Has Crean put union power behind him?

The ALP leader says he’s reduced union influence, yet he
won’t denounce the MUA’s thuggish tactics, argues Des Moore

The Australian, 10 October 2002.

Thanks to President George W Bush’s intervention yesterday, a court injunction has halted the shutdown of the US west coast docks, which threatened cargoes of Australian agricultural exports. Judging from his response to the
10-day-old waterfront dispute, Simon Crean has failed his first real test to truly reform the Labour Party.

After the special ALP rules conference last week-end Simon Crean declared victory after reducing union representation inside Labor forums from 60 to 50 per cent. He then claimed Labor could now move ahead to develop policies under an exciting agenda of "security, opportunity and community for all". But would he be allowed to do a Tony Blair, who recently told the UK Labour Party conference he would further increase private sector involvement in public schools and hospitals despite strong union opposition?

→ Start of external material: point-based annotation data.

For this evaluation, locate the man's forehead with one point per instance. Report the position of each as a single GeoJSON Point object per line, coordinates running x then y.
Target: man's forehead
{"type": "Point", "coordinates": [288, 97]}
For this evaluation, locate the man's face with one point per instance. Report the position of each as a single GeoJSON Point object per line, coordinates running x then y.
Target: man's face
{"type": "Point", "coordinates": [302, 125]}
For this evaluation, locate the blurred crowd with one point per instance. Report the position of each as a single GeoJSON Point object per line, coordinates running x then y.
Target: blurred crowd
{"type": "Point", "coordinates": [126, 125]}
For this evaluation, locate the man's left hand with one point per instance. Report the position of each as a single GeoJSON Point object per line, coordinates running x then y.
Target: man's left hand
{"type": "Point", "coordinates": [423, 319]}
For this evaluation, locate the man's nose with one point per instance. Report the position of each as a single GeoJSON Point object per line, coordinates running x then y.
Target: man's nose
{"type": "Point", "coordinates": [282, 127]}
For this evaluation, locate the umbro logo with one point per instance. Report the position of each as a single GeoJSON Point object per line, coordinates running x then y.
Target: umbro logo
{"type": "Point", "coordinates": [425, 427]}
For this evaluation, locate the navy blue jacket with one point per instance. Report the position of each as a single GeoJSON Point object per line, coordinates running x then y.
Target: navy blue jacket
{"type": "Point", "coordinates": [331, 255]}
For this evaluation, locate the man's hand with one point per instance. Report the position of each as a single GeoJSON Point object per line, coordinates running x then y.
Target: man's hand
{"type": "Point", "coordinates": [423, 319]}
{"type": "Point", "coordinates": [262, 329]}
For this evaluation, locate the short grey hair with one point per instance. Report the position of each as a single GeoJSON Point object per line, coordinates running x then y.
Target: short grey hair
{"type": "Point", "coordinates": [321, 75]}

Consider his reaction to the decision by the thuggish Maritime Union of Australia to send union representatives to help picketing US longshoremen on the US west coast who have been preventing the loading and unloading of about 200 ships, including some carrying exports of Australian produce. Prime Minister John Howard called on Crean to condemn the MUA involvement. Yet the Labor leader refused to denounce the rogue union, claiming this wasn’t a strike by workers but a lock out by employers.

Such a reaction confirms that union influence in the ALP is as strong as ever - and as resistant to technological improvements essential to raising living standards. In reality, the lockout would not have happened but for the MUA’s union mates in the US deciding to go slow, resulting in a 60 per cent reduction in productivity. And why did the union go slow? Mainly because employers refused to accept compulsory union membership of those proposed as employees on new technology to (eventually) replace clerical workers earning over $200,000 a year. Even the employers’ offer to guarantee existing clerks work and pay until they retire could not bring the US union around.

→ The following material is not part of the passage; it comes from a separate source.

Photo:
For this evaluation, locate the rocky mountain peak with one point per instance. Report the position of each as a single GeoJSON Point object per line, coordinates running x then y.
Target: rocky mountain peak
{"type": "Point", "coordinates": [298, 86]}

This despite both parties agreeing that new technology was needed to improve West Coast ports’ efficiency which, according to the Board of Inquiry, "lags behind ...other ports in the United States and around the world". Sounds a bit like the improvements needed on the Australian waterfront and so strongly resisted by the MUA in 1998 - but which have now led to productivity improvements. Perhaps Crean has forgotten the MUA claim that it was impossible to reach the target of 25 container lifts per hour set by the then-minister for workplace relations, Peter Reith? Well, he should read the Bureau of Transport Economics report for Sept 2002 showing a highest-ever average crane rate of 26.6 and a rate consistently above 25 since the second half of 2000.

The crucial policy issue Mr Crean needs to address is whether his "new" Labor can support any measures to reduce the grossly over-regulated labour market. Labour lawyer, Breen Creighton, correctly told a recent conference of his profession that, despite some curtailment of award-making powers, the Industrial Relations Commission still plays an extremely important role for the true believers in regulation by maintaining a safety net, as a player in dispute resolution, and in the enterprise bargaining process.

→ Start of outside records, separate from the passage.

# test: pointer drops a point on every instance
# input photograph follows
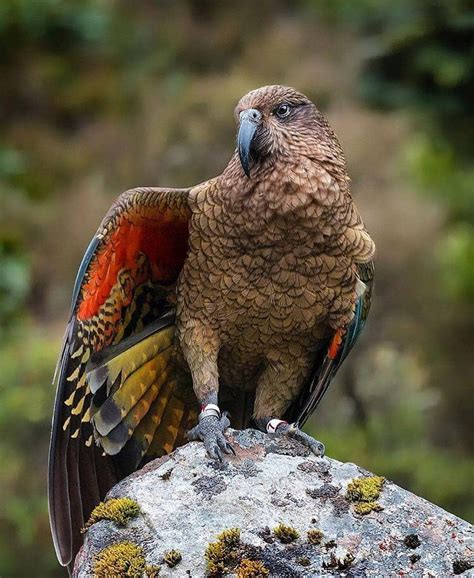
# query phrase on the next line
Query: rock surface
(187, 499)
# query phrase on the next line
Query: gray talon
(210, 430)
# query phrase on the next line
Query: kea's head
(277, 125)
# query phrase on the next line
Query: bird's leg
(210, 429)
(279, 384)
(201, 348)
(279, 427)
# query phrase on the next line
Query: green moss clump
(118, 510)
(364, 508)
(365, 489)
(223, 553)
(364, 492)
(315, 536)
(172, 558)
(123, 559)
(251, 569)
(286, 534)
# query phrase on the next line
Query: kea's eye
(282, 110)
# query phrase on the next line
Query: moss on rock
(286, 534)
(172, 558)
(251, 569)
(315, 536)
(364, 492)
(223, 554)
(118, 510)
(123, 559)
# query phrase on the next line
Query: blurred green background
(101, 95)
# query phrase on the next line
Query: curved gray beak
(249, 121)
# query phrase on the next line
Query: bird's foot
(280, 427)
(210, 430)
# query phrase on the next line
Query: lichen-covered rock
(286, 514)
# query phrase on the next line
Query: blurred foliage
(100, 95)
(26, 398)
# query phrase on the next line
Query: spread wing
(332, 355)
(119, 397)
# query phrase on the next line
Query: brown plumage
(247, 290)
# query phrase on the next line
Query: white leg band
(273, 424)
(210, 409)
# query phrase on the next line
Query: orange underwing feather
(122, 291)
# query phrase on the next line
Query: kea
(238, 298)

Contrast this with the emphasis in the 2002 IMF report on Australia on the need to sustain the structural reform effort "particularly in the area of industrial relations, where the benefits in terms of employment and growth were likely to be significant". It highlights minimum wages as "very high in Australia relative to other advanced economies". And it concludes that "reducing the role of awards in setting minimum wages would enhance employment prospects for low skilled workers".

[Following in square brackets was omitted from published article: Again, Treasury Secretary Ken Henry told the business symposium at the Economists Conference of the considerable potential for Australia to increase work force participation and, thereby, to reduce the large social welfare and health bills that will otherwise force governments to increase taxes substantially as the population ages.] If Crean’s "new" Labor faced off the union movement as Blair’s new Labor has done, Australia might even be able to raise its participation rate to UK levels, adding another 300,000 or so to the labour force.

The Howard Government has tried, on many occasions, to pass deregulatory legislation in that reform graveyard that’s called the Australian senate. Indeed it’s trying (again) to reduce the regulation of dismissals, which is widely regarded both here and overseas as a major inhibitor for employers considering taking on additional workers. Might Crean's new "freedom" allow the passage of at least one piece of legislation that would add to employment?

Of course, what’s really needed is to eliminate the IRC’s legal regulatory powers and convert it into a mediatory body like the UK's Advisory Conciliation and Arbitration Service. Unlike the IRC, that body has established a reputation as an impartial mediator and it encourages both employers and employees to settle disputes internally.

Is it too much to hope, Mr Crean, that new Labor could grasp such a nettle? Don’t hold your breath.